Woodmere Art Museum, Art museum in Chestnut Hill, Philadelphia, United States.
Woodmere Art Museum is an art museum in Chestnut Hill, a neighborhood in Northwest Philadelphia, housed in a Victorian stone mansion set within large wooded grounds. The interior rooms display paintings, prints, and sculptures, while additional works are placed outside among the trees and garden paths.
Charles Knox Smith, a Philadelphia businessman, donated his home and personal art collection to the public in 1940, which is how the museum came into being. Over the following decades, the collection grew through gifts and purchases while the house kept its original character.
The collection focuses on artists from the Philadelphia area, with paintings, prints, and sculptures displayed throughout the rooms of the old house.

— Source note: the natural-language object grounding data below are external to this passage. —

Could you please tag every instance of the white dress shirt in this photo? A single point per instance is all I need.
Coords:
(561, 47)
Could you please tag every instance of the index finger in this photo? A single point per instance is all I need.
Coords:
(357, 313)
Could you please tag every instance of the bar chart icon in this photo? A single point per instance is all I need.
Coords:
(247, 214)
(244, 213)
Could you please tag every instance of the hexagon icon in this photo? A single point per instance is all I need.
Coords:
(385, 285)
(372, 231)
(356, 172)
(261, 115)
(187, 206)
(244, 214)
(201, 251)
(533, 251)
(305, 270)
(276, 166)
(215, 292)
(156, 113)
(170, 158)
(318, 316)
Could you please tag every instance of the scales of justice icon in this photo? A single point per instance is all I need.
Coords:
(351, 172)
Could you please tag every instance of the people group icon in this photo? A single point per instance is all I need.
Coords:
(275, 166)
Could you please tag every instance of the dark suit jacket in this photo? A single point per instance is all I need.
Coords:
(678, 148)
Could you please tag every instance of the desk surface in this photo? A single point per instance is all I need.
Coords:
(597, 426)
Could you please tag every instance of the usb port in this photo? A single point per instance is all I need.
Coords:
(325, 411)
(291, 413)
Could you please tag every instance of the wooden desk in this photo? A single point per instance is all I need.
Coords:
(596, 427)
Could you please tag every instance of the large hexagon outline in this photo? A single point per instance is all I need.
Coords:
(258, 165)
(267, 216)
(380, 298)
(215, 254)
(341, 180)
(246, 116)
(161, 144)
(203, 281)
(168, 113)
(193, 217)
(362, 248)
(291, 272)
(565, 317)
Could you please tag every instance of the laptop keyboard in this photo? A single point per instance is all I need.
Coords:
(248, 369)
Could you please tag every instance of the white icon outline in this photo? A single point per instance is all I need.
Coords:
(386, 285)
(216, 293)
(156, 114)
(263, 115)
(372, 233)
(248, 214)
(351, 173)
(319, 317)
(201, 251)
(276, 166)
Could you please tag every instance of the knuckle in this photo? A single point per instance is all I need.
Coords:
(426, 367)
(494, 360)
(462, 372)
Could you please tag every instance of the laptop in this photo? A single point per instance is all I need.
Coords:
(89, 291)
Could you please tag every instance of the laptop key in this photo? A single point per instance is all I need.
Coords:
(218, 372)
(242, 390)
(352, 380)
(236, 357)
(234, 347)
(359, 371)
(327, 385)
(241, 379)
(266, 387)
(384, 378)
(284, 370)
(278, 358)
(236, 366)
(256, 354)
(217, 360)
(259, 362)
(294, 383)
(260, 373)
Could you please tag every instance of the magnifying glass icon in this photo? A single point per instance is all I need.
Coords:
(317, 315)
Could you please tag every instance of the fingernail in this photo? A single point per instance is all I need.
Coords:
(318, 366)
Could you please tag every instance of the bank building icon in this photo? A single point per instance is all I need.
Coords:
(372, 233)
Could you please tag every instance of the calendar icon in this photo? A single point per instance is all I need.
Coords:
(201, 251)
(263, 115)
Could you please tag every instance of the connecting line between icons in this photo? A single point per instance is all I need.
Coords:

Visitors moving from room to room get a sense of how local art has changed over generations, from 19th-century landscapes to more recent works.
The museum is open Wednesday through Sunday, so visitors have several days to choose from when planning a trip. Those who want to see the outdoor sculptures should come on a dry day, since the garden paths are exposed to the weather.
Even though the building was turned into a museum, the interior was never fully converted into standard gallery rooms, so many works still hang in the original layout of the house. This gives the visit a feeling closer to walking through a lived-in home than through a conventional exhibition space.